If the hyperlinks they insert take me to another page on deja.com where I can write a review, good or bad, for a product in question, I don't see how this can be anything but a good thing for someone searching the newsgroups for information. Especially since they put their little orange triangle in front of it so you know it's a deja inserted link.
Sure, today they're only adding links, but on the basis of all the arguments saying Deja.com is doing an OK thing, what's to stop them from doing more?
Deja.com has moved from being an internet service, archiving Usenet posts, to an Internet parasite, illegally modifying other people's post to further their own economic well being. Yes, links are a form of communication! What else are they? By adding in the links they are changing the message of the poster, and that is not just illegal but immoral and unethical.
This is a major violation of the free speech rights of Usenet posters. What good is free speech if just any old person can change what you said before it arrives to a listener? This is a form of censorship, and it doesn't matter if it's a "little" or a "lot"... it's wrong and should be fought.
There are no excuses sufficient to justify this without asking permission from every single poster of the message. Yes, that burden is impossible; that's why they shouldn't be doing this.

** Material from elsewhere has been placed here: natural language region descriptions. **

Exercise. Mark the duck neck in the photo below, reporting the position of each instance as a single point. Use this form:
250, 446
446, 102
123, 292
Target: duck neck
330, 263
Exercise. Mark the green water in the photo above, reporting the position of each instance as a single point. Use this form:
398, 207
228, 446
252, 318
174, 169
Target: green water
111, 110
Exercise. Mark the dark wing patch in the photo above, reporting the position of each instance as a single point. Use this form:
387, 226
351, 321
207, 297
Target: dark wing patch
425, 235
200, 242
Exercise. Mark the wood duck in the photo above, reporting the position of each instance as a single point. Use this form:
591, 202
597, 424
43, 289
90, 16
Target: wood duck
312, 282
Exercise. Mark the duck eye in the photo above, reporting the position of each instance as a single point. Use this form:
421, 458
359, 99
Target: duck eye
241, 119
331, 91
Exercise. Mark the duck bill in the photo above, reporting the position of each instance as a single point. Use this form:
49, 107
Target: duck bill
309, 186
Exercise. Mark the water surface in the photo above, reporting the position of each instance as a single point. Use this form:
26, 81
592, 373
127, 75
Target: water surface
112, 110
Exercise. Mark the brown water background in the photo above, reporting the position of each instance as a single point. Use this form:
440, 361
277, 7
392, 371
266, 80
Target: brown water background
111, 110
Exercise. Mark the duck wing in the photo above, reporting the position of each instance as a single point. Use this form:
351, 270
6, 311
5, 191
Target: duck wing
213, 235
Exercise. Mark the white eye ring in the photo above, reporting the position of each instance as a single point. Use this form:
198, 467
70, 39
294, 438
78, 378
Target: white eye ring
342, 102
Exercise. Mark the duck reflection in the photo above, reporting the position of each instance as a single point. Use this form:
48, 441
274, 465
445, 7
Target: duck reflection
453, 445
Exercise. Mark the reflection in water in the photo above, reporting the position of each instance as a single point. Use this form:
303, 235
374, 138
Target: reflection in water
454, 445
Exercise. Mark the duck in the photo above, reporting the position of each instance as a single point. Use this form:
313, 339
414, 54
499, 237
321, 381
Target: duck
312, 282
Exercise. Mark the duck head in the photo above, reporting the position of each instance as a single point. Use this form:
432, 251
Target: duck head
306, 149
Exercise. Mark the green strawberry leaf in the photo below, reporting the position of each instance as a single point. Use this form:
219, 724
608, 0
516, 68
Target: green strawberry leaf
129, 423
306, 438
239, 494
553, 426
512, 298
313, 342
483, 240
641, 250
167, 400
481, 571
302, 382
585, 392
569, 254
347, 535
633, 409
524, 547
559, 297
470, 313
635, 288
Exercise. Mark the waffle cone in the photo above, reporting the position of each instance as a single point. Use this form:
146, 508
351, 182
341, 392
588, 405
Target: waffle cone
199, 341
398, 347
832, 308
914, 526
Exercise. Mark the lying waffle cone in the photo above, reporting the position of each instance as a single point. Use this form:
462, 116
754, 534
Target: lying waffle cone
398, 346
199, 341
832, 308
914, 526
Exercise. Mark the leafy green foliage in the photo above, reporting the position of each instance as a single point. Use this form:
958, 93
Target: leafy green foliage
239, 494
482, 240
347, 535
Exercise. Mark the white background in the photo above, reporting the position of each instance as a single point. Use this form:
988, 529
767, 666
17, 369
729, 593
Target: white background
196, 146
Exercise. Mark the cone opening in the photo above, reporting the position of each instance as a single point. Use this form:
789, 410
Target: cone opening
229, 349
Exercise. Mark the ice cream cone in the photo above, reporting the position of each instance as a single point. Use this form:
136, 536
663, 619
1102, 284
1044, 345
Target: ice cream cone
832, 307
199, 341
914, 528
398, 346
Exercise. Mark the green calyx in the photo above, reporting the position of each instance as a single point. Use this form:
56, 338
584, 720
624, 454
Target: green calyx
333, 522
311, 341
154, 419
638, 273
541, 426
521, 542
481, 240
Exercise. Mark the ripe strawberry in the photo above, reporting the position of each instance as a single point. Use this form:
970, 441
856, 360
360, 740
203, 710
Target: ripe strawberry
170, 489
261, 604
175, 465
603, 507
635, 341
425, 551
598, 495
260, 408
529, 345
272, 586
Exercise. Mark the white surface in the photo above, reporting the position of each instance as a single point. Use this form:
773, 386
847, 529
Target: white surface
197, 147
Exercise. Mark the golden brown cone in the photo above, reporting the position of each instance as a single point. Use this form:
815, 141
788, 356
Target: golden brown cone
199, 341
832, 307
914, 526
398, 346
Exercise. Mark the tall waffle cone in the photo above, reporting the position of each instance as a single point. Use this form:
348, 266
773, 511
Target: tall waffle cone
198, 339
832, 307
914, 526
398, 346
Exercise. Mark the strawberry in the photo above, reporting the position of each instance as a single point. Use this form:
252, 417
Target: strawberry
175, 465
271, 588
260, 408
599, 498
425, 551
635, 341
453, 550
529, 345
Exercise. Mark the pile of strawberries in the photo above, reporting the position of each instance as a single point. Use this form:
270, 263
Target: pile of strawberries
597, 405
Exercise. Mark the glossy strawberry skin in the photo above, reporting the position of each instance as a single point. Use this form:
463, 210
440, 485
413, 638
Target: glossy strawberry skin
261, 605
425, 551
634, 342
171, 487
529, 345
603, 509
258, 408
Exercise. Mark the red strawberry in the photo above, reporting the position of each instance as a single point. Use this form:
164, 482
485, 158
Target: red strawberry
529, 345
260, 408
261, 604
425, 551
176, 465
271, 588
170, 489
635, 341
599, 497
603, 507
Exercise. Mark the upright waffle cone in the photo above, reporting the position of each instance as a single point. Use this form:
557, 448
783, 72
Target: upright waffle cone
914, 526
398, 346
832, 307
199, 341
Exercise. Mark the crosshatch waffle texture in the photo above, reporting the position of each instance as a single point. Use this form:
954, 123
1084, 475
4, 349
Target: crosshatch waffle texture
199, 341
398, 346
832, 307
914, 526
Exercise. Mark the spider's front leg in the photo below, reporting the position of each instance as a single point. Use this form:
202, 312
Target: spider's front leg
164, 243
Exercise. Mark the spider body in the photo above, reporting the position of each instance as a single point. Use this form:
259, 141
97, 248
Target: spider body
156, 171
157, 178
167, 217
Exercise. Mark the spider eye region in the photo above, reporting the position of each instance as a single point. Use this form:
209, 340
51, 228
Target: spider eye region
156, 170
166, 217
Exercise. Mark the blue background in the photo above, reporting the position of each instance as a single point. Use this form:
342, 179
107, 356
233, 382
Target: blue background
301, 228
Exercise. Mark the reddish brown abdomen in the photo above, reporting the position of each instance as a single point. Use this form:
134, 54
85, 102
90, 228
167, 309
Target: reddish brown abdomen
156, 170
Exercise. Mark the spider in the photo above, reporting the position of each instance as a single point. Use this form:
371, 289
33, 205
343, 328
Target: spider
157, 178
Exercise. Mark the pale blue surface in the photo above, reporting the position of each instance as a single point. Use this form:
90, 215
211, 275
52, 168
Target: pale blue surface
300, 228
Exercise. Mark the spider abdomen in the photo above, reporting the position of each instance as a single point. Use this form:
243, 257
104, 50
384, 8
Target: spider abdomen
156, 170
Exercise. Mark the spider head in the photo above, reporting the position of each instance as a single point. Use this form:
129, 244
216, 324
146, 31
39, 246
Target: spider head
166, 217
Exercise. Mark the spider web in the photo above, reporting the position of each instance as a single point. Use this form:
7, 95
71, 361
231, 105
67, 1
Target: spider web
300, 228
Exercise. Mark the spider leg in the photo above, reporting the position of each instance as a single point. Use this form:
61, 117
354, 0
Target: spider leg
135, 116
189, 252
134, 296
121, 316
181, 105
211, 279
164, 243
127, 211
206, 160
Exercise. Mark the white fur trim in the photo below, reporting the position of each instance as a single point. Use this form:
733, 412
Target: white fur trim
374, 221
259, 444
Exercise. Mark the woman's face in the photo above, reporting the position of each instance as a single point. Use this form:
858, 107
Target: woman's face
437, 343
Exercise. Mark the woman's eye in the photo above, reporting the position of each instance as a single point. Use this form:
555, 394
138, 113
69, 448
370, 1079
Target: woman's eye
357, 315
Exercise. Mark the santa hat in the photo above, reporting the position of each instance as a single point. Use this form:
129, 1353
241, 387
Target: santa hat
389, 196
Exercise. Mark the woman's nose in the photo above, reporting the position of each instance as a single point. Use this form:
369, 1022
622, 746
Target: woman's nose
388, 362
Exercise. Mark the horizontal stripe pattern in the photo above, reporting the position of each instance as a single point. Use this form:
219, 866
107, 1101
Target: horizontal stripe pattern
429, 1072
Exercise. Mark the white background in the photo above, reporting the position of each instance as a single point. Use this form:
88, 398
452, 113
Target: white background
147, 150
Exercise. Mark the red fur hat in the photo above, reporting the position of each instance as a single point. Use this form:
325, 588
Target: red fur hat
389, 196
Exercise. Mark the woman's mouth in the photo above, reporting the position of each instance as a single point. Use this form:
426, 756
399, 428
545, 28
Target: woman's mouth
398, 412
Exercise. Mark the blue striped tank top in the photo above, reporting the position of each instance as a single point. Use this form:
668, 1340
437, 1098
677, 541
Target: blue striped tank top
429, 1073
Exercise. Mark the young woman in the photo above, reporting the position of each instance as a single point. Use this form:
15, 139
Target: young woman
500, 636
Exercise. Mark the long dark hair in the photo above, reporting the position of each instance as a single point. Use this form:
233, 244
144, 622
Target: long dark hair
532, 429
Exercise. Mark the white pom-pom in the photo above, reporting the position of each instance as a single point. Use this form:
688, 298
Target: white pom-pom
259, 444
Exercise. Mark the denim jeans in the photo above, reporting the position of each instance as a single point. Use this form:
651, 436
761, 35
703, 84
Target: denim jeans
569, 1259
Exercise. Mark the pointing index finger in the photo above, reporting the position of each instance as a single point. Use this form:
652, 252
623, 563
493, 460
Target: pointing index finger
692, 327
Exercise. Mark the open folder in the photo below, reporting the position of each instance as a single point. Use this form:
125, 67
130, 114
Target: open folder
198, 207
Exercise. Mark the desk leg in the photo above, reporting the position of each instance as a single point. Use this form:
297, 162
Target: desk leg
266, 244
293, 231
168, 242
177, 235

I think what's annoying people here is that the added links are not explicitly credited to the site: it would be easy to get the impression if not forewarned that the original poster had added that link.
This is OK as far as it goes, but some people don't want their names put to someone else's advertising, a reasonable enough desire. As I see it there are two ways around it:-
The first would get them around the PR problem, and would probably bring the copyright problem into fair use (or at least near enough thereto to make it a dicey proposition to sue) and the second would get them round both at a slight cost in screen space and seamlessness.
Thoughts?
-- AndrewD
A Maze of Twisty Little Laws, All Different.
I certainly agree that this is a gross and disgusting violation of my copyright. So much so, that for the first time in my 13+ year history of posting on Usenet, I'm putting an X-No-Archive header in my post.
The problem is with the 6,000+ articles of mine that are already in Deja's archives. There is no easy way to remove them. They have a nuke page, where you can laboriously type in article numbers, and reply to emails. But even if that could be automated, that would only get rid of the 3,000+ of those articles that were posted from email addresses that still exist. I have no option when it comes to the ones I posted from companies that I don't work for any more, or from companies that don't exist, or divisions of companies that disappeared in re-orgs.
--
A "freaking free-loading Canadian" stealing jobs from good honest hard working Americans since 1997.
The next Cmdr Taco duplicate will be ready soon, but subscribers can beat the rush and see it early!
I haven't seen any other examples of this, but from the example provided, it looks distracting. The poster is talking tangentially about modems, and the highlight emphasises a basically unimportant part of the post and makes it look like the most important part. However, it can be disabled, which I will probably do. Deja is IMO a great way to browse usenet, and I'm really glad they removed the stupid "rating" sidebar that they had at one time.